Hello everyone. Even though I said that I would be trying my best to not check the site for a while, I decided to try to not keep in contact with anyone and not mention if I’m online or not unless I really want to. I feel that this is one of those times. If you are sensitive to anything that relates to talking about mental health, please refrain from reading any further as there are mentions of that in this thread.
As most of you have realized, mental health is a thing. It exists. And like physical health, you should be taking care of it too. Like physical health, mental health can affect you in a lot of ways. It impacts on how you perform out in the world and how you think of yourself and the world around you, how you see it.
I myself have been dealing with bad mental health for at least 2 years now. I don’t know how it started, it just started going downhill until I realized, oh, my mental health is in the dumps. And unfortunately, I refuse any help that is offered because that’s who I unfortunately am.
I found WCO in December of 2020. The more I got comfortable with the site, the more I realized that the community here is awesome and I just really loved it here. But, while I never admitted it till now, I have serious jealousy issues for the little things. Like, I would get really mad and jealous when they announced a high rank and it was someone who had started roleplaying after I did. I always did my best not to show it but that’s how I felt and I would feel so sad because I didn’t get picked.
That was probably a sign that oh, I should take a break and try to work with myself and figure out why that happened. But like I said earlier, I refuse help, so that means help from myself.
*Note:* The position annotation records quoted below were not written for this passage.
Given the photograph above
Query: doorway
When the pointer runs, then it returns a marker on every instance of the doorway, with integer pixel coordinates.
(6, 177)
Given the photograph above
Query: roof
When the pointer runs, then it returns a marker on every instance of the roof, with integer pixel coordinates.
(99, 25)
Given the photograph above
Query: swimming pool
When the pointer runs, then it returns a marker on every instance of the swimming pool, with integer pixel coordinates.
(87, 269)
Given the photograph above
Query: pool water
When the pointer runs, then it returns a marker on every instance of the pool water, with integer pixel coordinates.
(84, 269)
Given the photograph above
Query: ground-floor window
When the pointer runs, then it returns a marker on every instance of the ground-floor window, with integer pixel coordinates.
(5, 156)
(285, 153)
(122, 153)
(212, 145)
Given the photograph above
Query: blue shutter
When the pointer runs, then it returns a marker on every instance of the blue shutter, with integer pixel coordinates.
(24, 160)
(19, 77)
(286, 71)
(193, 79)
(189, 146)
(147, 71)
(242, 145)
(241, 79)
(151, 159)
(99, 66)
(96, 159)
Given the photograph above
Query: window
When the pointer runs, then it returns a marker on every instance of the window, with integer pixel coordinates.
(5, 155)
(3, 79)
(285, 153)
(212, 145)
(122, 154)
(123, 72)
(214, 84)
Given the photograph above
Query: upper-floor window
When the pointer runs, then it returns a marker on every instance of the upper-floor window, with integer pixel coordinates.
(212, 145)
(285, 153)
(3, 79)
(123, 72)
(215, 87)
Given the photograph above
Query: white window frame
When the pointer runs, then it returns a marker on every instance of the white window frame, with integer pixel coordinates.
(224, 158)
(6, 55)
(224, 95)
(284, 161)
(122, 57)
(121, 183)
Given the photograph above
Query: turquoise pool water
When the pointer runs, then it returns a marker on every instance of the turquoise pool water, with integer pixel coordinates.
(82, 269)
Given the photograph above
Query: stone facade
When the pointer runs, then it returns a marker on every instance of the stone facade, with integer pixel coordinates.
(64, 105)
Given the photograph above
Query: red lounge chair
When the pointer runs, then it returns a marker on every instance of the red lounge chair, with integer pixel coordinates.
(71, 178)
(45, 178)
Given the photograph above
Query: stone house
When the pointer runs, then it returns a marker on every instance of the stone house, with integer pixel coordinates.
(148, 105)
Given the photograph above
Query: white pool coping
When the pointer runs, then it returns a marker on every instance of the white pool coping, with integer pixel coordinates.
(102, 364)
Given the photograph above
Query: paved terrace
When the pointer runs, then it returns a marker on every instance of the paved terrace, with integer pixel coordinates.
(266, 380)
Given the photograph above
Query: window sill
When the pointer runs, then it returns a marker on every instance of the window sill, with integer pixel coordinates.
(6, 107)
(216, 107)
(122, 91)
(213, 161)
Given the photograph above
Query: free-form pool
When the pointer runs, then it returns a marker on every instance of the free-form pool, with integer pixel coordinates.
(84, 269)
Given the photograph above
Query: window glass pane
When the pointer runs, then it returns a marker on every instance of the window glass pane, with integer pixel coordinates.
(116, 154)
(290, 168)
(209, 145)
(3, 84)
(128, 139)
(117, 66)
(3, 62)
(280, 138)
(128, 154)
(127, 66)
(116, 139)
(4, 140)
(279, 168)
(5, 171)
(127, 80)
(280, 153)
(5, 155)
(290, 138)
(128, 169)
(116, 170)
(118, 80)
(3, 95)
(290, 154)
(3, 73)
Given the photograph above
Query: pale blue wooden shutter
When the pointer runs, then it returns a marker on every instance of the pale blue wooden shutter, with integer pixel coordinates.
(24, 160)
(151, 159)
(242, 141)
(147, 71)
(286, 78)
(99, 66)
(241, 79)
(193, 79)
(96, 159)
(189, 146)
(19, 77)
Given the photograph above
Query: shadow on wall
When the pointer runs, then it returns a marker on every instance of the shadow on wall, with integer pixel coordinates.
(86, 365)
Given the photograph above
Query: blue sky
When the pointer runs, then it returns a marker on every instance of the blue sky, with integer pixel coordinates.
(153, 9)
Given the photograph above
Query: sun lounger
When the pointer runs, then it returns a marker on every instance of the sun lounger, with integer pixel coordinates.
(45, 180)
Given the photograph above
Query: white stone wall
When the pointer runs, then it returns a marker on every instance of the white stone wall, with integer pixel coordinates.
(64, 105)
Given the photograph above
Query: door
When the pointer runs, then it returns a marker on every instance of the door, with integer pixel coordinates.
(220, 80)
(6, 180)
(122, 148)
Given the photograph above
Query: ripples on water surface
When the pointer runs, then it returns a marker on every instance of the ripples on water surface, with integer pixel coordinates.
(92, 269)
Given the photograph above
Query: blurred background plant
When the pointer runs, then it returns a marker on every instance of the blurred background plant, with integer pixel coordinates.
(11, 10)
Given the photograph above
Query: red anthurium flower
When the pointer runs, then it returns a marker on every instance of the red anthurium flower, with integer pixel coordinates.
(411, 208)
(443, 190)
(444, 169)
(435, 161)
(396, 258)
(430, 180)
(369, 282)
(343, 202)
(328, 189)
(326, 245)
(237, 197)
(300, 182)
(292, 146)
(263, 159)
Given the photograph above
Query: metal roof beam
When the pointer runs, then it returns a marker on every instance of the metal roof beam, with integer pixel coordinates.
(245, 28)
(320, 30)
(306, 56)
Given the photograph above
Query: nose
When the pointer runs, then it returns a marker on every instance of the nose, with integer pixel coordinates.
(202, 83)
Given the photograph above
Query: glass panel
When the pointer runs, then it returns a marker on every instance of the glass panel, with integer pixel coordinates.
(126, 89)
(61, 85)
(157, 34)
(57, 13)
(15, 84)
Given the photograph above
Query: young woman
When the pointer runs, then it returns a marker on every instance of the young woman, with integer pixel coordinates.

Another sign that I should have taken a break way earlier is the fact that my motivation left at such long periods and consisten periods of times. At times I would be forcing myself to write out posts even though I knew I didn’t have any motivation. That became an instant problem when I got picked to be a high rank.
A month into the position and I knew I was doing bad. I wasn’t being consistent with posts and I liked working behind the scenes a lot. But the thought that was going through my head was why would I leave the site if I like it too much, after I got something that I’ve always wanted? But then I received some news and I just quit. I told myself, no, I need to leave, my mental health is bad, really bad. While WCO isn’t the cause of the problem, it definitely helped with making the problem worse.
So I’m here right now, saying, take a break if you feel like you need it. If there’s a consistent sign of WCO feeling like a chore instead of a nice hobby, take a break. If you’re unsure if or when you’re going to come back, make an activity post with your characters and then take a break. If after a week or two you feel like you like the nice break and want to keep it going, do what you need to do, announce that you’re leaving if you want, and then go on your nice break. Try your best to forget about the site. I won’t promise you anything, but my hope is that if you do this you’ll end up being way happier and able to focus on your personal needs.
If you’re unsure if you need a break, think about it. Do you forcefully squeeze in a time in your day to log on everyday even if you’re busy? Do you not get things done because you feel like you have a duty to respond to your roleplays? Do you tell yourself, oh I’ll get to answering these roleplays tomorrow. Tomorrow. Tomorrow. If you do experience these things, try to not log on for 2-3 days. If you notice that you feel happy because of the break, try taking a longer break to see if you feel better. If you’re unsure if you need a break even after this, try cutting down your time on the site. Try not logging in every other day and see what happens. You might discover things that you weren’t expecting.